One of the joys was sharing ideas, techniques and perspectives in a collegial and mutually respectful attitude with the brilliant and well trained plastic surgery fellow, hand surgery attending and the surgical resident participating in the surgeries today.
Dr. Andres Rivadineirva is a third year plastics fellow with a deep interest in nerve compressive surgery. He has published 10 year follow up on neurolyses in Hansen,s patients documenting impressive improvement in strength and sensation and prevention of ongoing deformities and tissue loss. He scrubbed in today Anne we shared aprroaches and surgical techniques. His attending hand surgeon Dr Lorena Escudero likewise scrubbed in and shared her expertise. Working with them was pure delight.

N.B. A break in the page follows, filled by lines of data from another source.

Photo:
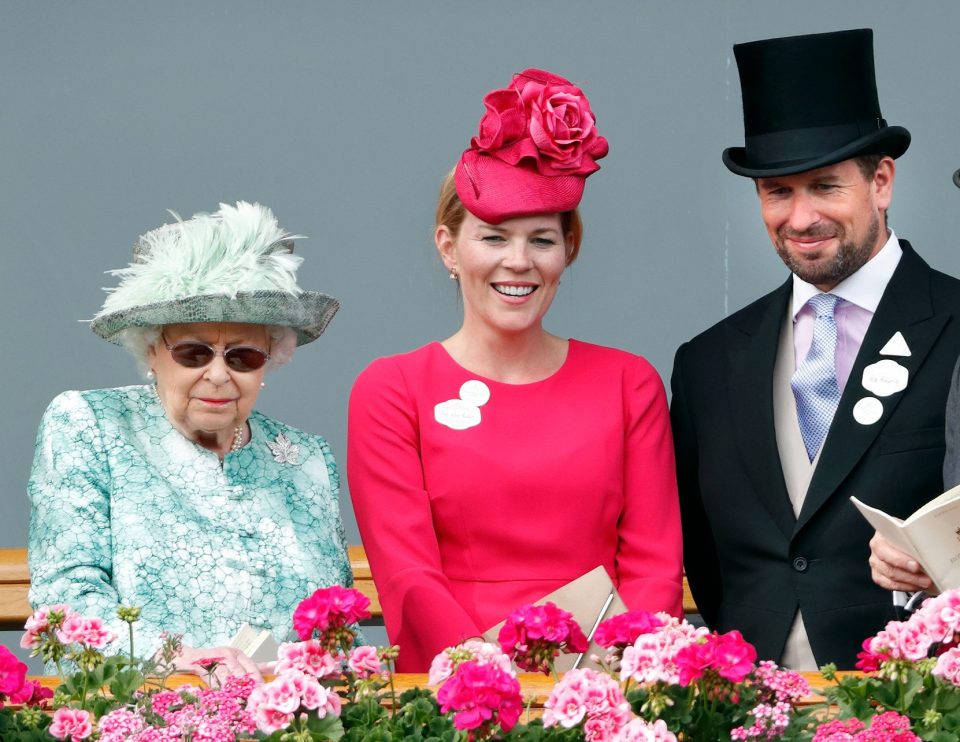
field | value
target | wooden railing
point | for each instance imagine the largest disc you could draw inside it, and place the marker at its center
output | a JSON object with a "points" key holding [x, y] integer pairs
{"points": [[15, 582]]}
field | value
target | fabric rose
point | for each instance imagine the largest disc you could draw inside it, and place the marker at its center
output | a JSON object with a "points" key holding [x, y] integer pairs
{"points": [[72, 724], [534, 635], [482, 697], [542, 119]]}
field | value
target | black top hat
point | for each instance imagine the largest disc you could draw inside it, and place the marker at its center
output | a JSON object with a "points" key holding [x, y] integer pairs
{"points": [[808, 102]]}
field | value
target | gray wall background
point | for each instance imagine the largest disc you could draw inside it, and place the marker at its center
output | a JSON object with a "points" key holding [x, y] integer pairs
{"points": [[344, 116]]}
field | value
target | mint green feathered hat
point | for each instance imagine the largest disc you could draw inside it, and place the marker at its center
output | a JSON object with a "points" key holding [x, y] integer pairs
{"points": [[235, 265]]}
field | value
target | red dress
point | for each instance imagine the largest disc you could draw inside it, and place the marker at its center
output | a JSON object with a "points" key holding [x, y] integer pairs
{"points": [[473, 508]]}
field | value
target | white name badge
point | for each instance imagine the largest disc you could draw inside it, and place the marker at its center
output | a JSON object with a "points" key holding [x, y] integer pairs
{"points": [[896, 346], [457, 414], [475, 392], [868, 410], [885, 377]]}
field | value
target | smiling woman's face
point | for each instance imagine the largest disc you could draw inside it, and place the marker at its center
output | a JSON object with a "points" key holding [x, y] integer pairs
{"points": [[207, 404]]}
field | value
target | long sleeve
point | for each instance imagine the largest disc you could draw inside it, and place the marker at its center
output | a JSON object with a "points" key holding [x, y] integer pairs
{"points": [[700, 557], [649, 558], [393, 510], [70, 543]]}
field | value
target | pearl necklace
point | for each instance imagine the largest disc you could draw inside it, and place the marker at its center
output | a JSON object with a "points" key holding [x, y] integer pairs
{"points": [[237, 439]]}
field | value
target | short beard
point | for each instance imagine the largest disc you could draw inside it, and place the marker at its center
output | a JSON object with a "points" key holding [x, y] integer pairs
{"points": [[849, 258]]}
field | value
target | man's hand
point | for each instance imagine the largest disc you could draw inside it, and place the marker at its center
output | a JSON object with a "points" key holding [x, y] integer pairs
{"points": [[891, 569]]}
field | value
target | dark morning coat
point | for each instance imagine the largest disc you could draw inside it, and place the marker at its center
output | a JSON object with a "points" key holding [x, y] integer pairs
{"points": [[751, 564]]}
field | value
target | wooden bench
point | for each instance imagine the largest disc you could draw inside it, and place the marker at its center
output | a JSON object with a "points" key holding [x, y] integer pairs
{"points": [[15, 582]]}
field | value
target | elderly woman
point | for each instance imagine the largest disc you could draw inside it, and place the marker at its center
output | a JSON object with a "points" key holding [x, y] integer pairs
{"points": [[492, 468], [177, 496]]}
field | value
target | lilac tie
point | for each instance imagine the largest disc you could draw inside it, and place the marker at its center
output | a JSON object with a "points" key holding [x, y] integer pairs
{"points": [[814, 382]]}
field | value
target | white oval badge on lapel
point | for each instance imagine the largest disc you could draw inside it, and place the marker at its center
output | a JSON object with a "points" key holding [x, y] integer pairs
{"points": [[457, 414], [885, 377], [475, 392], [868, 410]]}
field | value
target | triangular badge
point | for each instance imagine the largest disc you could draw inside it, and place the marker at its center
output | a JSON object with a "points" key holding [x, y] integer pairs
{"points": [[896, 346]]}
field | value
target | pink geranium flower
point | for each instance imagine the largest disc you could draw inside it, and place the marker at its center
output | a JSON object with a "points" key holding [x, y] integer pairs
{"points": [[728, 655], [328, 612], [652, 658], [534, 635], [481, 697], [638, 730], [483, 653], [31, 693], [12, 674], [90, 632], [309, 657], [588, 696], [364, 661], [622, 630], [72, 724], [886, 727]]}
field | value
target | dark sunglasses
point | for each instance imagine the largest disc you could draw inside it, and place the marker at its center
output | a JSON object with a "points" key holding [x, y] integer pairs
{"points": [[192, 354]]}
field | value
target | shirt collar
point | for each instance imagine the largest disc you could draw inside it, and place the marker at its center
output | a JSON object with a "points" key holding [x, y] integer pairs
{"points": [[864, 288]]}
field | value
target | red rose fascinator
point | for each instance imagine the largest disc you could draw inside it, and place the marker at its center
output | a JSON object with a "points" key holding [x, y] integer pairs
{"points": [[537, 143]]}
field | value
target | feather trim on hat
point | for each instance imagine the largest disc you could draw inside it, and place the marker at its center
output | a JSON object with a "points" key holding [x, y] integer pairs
{"points": [[234, 250]]}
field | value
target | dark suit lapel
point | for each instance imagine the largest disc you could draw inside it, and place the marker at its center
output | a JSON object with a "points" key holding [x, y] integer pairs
{"points": [[751, 355], [906, 308]]}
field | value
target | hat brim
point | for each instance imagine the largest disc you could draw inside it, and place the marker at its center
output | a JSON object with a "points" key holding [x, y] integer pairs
{"points": [[307, 313], [494, 190], [891, 140]]}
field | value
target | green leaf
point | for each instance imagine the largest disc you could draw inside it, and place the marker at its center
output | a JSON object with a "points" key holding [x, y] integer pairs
{"points": [[328, 728], [125, 684]]}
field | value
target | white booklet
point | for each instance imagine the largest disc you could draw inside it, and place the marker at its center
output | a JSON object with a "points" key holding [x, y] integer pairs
{"points": [[931, 535], [258, 644], [591, 599]]}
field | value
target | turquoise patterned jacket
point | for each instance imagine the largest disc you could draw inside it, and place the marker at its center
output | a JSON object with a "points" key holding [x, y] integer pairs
{"points": [[127, 511]]}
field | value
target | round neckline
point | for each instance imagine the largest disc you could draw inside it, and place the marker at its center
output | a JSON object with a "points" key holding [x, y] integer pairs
{"points": [[571, 343]]}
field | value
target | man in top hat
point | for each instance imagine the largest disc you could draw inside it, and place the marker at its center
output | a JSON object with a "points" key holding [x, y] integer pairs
{"points": [[832, 385]]}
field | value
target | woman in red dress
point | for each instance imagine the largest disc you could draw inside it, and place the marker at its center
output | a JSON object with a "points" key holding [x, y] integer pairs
{"points": [[495, 466]]}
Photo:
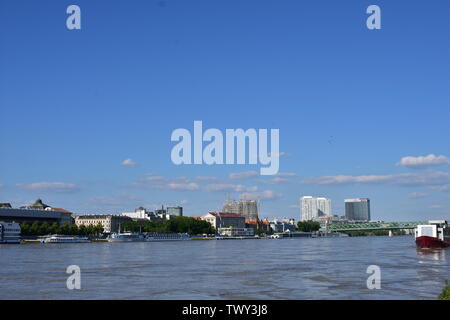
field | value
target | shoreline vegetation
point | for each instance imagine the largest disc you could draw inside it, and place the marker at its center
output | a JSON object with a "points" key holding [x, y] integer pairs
{"points": [[375, 233], [41, 229]]}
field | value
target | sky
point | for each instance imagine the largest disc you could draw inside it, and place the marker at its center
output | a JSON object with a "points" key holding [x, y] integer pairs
{"points": [[87, 115]]}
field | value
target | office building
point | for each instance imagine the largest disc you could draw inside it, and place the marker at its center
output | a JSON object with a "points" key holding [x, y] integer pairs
{"points": [[175, 211], [110, 223], [246, 208], [312, 207]]}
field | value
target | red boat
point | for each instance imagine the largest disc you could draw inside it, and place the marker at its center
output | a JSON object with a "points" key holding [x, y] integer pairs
{"points": [[435, 234]]}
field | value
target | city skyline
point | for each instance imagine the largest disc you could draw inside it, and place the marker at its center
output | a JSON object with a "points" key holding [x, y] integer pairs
{"points": [[87, 114]]}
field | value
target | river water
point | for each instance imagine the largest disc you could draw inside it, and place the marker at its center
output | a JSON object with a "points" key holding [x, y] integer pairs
{"points": [[306, 268]]}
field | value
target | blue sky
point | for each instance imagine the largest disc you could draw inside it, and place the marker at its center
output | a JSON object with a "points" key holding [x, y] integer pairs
{"points": [[350, 103]]}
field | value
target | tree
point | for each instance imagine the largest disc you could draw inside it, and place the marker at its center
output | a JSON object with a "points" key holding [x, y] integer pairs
{"points": [[43, 229], [53, 228], [308, 226]]}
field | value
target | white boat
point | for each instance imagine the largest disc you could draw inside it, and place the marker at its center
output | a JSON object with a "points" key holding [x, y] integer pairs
{"points": [[65, 239], [9, 233], [167, 237], [126, 237]]}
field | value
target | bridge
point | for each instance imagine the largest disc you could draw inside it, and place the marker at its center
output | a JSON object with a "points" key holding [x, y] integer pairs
{"points": [[370, 226]]}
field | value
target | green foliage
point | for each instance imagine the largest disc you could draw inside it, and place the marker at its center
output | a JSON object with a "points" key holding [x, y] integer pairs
{"points": [[176, 224], [308, 226], [445, 295]]}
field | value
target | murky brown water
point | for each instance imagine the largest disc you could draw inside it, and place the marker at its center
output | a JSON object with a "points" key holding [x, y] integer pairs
{"points": [[330, 268]]}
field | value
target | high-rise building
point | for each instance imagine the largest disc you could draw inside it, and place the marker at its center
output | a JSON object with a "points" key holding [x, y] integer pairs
{"points": [[357, 209], [245, 208], [175, 211], [312, 207]]}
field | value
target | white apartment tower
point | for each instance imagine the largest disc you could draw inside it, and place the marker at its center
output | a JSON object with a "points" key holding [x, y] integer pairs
{"points": [[312, 207]]}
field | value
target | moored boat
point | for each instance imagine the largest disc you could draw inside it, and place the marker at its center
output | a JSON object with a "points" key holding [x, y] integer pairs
{"points": [[126, 237], [9, 233], [435, 234], [167, 237], [64, 239]]}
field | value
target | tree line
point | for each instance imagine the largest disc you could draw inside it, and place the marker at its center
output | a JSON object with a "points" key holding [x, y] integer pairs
{"points": [[176, 224], [44, 228]]}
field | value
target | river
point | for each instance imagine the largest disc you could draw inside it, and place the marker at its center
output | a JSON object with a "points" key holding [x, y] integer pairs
{"points": [[299, 268]]}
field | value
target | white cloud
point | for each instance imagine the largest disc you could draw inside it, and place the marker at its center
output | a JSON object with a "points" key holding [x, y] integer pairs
{"points": [[417, 195], [128, 163], [276, 180], [286, 174], [424, 161], [427, 178], [267, 195], [58, 187], [243, 175], [182, 186]]}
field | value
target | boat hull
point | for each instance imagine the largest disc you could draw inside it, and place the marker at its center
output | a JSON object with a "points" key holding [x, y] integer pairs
{"points": [[431, 242]]}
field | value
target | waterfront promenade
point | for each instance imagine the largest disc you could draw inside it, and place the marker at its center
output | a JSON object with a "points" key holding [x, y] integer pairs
{"points": [[302, 268]]}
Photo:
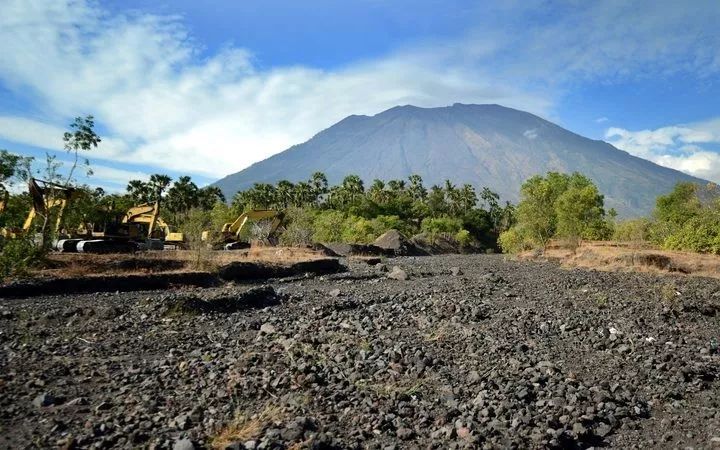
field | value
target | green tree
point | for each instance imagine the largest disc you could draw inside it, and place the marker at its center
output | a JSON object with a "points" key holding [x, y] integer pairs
{"points": [[13, 167], [81, 137], [568, 206]]}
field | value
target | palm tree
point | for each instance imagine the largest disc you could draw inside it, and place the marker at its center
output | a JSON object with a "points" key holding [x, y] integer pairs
{"points": [[284, 193], [416, 190], [157, 185], [467, 197]]}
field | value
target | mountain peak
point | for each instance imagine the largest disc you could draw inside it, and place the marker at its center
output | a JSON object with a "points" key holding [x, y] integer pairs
{"points": [[486, 145]]}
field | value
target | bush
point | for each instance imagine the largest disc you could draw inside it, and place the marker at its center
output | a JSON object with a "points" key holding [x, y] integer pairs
{"points": [[515, 240], [633, 230], [463, 238], [195, 223], [329, 226], [300, 227], [699, 234], [438, 226], [19, 255]]}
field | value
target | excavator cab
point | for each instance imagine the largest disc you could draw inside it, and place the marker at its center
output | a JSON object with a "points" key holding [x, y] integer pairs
{"points": [[47, 199]]}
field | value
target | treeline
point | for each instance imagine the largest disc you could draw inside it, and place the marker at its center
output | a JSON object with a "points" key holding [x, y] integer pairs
{"points": [[565, 207], [352, 212], [569, 208], [688, 218]]}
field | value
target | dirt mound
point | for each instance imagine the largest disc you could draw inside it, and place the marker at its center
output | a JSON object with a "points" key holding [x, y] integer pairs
{"points": [[438, 245], [471, 351], [243, 271], [357, 249], [223, 302], [396, 242]]}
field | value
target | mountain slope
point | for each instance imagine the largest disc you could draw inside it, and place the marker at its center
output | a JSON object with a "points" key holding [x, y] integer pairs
{"points": [[485, 145]]}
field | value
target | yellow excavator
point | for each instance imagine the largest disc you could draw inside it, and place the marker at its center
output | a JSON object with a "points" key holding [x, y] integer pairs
{"points": [[144, 220], [231, 235], [47, 198], [140, 228], [4, 199]]}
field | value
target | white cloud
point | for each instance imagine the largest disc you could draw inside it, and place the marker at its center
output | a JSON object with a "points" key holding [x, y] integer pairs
{"points": [[681, 147], [167, 104], [530, 134]]}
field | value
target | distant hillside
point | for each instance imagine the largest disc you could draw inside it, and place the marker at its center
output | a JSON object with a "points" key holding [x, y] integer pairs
{"points": [[485, 145]]}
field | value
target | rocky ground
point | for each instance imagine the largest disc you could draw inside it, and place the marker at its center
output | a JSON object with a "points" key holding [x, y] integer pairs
{"points": [[467, 352]]}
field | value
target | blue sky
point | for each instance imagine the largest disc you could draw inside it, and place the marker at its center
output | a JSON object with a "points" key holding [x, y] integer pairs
{"points": [[207, 88]]}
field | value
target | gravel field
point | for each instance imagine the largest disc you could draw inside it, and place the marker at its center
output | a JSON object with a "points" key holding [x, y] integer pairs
{"points": [[468, 352]]}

Our anesthesia teams came with us from the States and provided seem less safe surgery. Of note, turnover times were great and the hospital had the supplies we were unable to bring including absorbable suture. (The excess supplies of suture in the State has gone to the relief areas of Syria.)
Support from Damien House and the Rostro de Cristo organization has provided material as well as loving moral support to our endeavors.
The days are full and sleep has been inadequate but the sense of happiness and peace is remarkable. Everyone is looking forward to the coming opportunities to both give and receive the bounties of this service.